“What a great [restorative] class that was on Saturday! My body, especially my left hip thanks you. After class, I was talking to [another student] about it. She told me that some people do not like restorative classes– not as rigorous, vigorous, or whatever. I was really surprised because I had the opposite reaction. I thought it worked for me because it put my body in such different positions. It helped me to isolate this place on my left hip, buttock, joint, or whatever structure that is causing me so much trouble.”
This was great feedback for a yoga instructor to receive from a student; indeed feedback is what it is all about in a restorative practice:
The resistance to slowing down, listening quietly to the body is an endemic tendency with many go-go-go people. Some yoga practitioners have a rather narrow understanding of what they wish to achieve in a yoga practice: if it is not a sweaty “workout” it can’t be a worthwhile practice. Of course sweaty, invigorating practice has its place! Very much so! A fiery, rajasic practice has many benefits, strengthening our bodies and our wills in many ways.
By contrast, a restorative practice balances us out with a more sattvic, contemplative yoga practice, experiencing the body/mind complex in a radically different way. This can balance out our rajasic nature, which tends to be highly charged and zealous in its efforts, by bringing a cooling, calming, quieting influence by soothing the sympathetic and parasympathetic nervous systems in the body, and through cultivating the equanimity and dispassionate awareness of our higher witnessing self. Then your whole being begins to radiate with a more coherent and conscious light!
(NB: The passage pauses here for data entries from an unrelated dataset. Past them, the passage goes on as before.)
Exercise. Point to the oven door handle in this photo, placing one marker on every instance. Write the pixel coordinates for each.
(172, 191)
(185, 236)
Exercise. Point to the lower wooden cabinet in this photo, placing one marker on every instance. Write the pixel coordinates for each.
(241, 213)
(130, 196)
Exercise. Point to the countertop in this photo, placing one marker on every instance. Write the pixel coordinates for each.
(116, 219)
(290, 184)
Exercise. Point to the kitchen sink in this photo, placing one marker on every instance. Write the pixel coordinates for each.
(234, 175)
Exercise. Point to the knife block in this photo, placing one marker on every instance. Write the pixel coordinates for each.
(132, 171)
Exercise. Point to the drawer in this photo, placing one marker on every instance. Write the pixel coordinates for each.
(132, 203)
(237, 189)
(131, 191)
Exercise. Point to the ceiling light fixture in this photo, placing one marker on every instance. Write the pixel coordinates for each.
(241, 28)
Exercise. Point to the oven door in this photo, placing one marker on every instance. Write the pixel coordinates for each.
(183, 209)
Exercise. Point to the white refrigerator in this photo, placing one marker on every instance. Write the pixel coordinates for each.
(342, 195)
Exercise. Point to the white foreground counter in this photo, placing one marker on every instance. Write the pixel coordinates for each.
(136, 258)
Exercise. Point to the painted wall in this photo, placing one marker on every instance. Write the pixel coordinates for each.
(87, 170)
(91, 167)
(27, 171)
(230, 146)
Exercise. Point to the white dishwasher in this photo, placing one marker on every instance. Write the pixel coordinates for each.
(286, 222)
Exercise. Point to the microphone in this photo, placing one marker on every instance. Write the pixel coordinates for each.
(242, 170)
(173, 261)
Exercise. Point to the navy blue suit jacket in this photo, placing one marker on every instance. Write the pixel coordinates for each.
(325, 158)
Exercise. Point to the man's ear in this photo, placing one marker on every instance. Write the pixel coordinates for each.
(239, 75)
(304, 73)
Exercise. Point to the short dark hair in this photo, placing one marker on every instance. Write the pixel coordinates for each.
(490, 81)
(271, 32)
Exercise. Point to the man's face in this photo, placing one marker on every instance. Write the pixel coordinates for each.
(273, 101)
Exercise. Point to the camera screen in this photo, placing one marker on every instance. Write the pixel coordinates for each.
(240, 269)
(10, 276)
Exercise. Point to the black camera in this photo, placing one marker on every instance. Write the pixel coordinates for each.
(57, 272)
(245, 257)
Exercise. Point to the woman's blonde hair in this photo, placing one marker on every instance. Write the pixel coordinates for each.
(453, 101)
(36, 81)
What this student is discovering is wonderful: yoga is indeed a practice of mind and body union, so that you become more able to isolate, (i.e. bring healing focus and awareness) to specific areas of the body which are calling for you to bring them back into wholeness–in fact, back into holiness.
The first step for some yogis is allowing this subtle process to unfold, and it is not easy for many who are focused on “doing” a practice rather than simply “being” during a practice. But most practitioners come around to experiencing the benefits of a restorative practice if they can just make that effort of allowing the space and time to hold their bodies in gentle awareness in the postures, sometimes called “effortless effort”. This is all part of the process of evolving into our wiser selves!
Even those yoga students who are resistant to a restorative practice– some consciously and some unconsciously–usually reap some profound benefits from a restorative asana class, sometimes to their own surprise!